As a whole, the RDA is constantly changing. Curation extends and adds to existing datasets, while stewardship improves the documentation, creates systematic organization, applies data quality assurance and verification, and develops access for users. Many routine tasks and background infrastructure developments are necessary to maintain the RDA. The major new activities for FY 2007 include:

  • Initiate operational data collection, archiving, and user access through the Community Data Portal for TIGGE (THORPEX [The Observing System Research and Predictability Experiment] Interactive Grand Global Ensemble).

  • To continue supporting user access to atmospheric reanalysis datasets, add the Japanese 25-Year Reanalysis (JRA-25) to the RDA. Action is pending approval from the Japanese Meteorological Agency.

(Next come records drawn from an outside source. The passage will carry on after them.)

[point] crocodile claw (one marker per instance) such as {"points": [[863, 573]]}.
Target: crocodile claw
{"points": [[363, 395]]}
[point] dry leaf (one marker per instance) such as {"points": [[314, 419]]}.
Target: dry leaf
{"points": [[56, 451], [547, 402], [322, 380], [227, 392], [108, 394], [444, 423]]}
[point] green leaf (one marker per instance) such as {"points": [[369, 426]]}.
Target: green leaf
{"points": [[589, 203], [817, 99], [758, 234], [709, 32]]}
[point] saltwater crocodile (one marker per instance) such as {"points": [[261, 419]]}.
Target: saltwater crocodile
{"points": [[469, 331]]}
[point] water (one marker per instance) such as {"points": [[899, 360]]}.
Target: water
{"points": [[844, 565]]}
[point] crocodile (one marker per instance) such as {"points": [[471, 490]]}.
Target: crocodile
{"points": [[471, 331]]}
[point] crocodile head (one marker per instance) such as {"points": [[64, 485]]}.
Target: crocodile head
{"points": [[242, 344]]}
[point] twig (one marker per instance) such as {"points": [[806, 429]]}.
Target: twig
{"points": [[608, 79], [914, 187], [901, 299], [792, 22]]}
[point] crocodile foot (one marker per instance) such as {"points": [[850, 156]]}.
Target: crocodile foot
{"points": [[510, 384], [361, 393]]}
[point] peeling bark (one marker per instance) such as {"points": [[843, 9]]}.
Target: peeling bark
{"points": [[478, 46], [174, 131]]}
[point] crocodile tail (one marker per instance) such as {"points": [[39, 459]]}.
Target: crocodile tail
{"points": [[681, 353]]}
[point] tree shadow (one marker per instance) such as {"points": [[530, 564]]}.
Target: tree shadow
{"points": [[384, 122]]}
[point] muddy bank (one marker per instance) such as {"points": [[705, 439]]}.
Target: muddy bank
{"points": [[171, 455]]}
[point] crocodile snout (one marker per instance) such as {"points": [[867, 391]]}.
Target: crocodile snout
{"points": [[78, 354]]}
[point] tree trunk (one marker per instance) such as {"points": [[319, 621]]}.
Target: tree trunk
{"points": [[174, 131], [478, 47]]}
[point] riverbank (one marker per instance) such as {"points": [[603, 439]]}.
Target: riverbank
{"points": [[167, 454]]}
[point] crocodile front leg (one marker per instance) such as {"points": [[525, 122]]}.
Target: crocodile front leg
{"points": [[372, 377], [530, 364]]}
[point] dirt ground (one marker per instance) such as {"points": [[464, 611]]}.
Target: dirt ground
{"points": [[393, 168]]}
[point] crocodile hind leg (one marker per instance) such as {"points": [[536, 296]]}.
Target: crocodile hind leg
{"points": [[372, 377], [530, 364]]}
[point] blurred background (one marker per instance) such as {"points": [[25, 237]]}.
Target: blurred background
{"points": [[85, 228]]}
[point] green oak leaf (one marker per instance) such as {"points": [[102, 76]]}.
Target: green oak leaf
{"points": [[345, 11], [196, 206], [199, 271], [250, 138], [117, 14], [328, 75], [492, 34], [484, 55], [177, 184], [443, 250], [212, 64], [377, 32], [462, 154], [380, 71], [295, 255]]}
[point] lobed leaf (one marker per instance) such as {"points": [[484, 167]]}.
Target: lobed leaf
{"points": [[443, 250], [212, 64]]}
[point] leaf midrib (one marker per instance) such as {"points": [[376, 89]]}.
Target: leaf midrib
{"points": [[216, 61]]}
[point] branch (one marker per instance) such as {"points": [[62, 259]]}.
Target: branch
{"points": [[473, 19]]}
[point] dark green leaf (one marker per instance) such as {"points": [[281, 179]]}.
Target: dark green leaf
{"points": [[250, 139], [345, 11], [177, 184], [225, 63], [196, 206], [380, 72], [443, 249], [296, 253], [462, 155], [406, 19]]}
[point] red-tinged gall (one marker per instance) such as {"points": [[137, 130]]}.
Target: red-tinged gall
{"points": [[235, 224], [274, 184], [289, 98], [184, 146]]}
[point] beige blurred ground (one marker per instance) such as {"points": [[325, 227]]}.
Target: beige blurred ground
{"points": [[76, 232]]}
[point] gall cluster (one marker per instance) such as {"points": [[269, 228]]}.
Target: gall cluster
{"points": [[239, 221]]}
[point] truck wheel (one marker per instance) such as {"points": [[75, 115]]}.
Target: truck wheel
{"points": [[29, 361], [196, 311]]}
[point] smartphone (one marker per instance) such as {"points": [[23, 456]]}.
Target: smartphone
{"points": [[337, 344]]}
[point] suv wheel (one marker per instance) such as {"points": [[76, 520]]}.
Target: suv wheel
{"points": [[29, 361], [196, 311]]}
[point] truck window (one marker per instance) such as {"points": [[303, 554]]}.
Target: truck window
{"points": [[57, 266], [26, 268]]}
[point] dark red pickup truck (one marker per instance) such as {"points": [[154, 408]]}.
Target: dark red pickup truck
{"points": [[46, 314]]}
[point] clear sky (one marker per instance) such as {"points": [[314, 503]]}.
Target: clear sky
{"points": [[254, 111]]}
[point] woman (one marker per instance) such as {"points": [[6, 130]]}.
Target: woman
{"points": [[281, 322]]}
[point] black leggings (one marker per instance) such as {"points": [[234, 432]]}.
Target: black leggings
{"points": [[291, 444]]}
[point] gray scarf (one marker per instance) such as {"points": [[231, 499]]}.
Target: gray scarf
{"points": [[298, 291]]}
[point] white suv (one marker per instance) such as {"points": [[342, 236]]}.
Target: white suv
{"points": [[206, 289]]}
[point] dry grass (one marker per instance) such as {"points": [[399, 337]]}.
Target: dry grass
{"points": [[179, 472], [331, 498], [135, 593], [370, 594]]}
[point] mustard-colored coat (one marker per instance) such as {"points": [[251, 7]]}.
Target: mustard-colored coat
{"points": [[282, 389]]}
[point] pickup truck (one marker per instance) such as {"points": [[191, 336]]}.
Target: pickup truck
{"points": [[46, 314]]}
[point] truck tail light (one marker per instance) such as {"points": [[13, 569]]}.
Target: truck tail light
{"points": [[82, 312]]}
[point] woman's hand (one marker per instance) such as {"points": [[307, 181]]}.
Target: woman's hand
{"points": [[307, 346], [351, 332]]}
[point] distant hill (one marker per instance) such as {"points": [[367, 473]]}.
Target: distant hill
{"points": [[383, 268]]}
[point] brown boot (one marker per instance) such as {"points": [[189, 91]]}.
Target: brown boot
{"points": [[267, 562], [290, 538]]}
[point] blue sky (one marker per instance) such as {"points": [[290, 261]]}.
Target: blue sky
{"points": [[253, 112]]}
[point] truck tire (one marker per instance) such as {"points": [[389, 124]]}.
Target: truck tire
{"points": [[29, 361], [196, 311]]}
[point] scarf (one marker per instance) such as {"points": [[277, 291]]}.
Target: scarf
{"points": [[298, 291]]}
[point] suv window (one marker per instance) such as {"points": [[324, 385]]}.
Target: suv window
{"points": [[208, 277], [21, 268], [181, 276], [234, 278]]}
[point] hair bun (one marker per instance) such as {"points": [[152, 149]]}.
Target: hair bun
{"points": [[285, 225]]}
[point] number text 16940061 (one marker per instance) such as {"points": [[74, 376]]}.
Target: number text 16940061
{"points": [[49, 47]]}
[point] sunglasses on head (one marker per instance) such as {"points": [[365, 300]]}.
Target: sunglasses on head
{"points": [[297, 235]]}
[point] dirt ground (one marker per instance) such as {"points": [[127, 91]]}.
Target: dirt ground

  • Add a global ocean reanalysis and continuing operational analysis.

  • Continue to aggressively expand the amount of data available through the web servers (both the advanced Community Data Portal and the traditional server). This includes longer time series of routine collected operational models and observed data, and new datasets relevant to large user groups.

The RDA maintenance and development within CISL is supported entirely by NSF Core funding.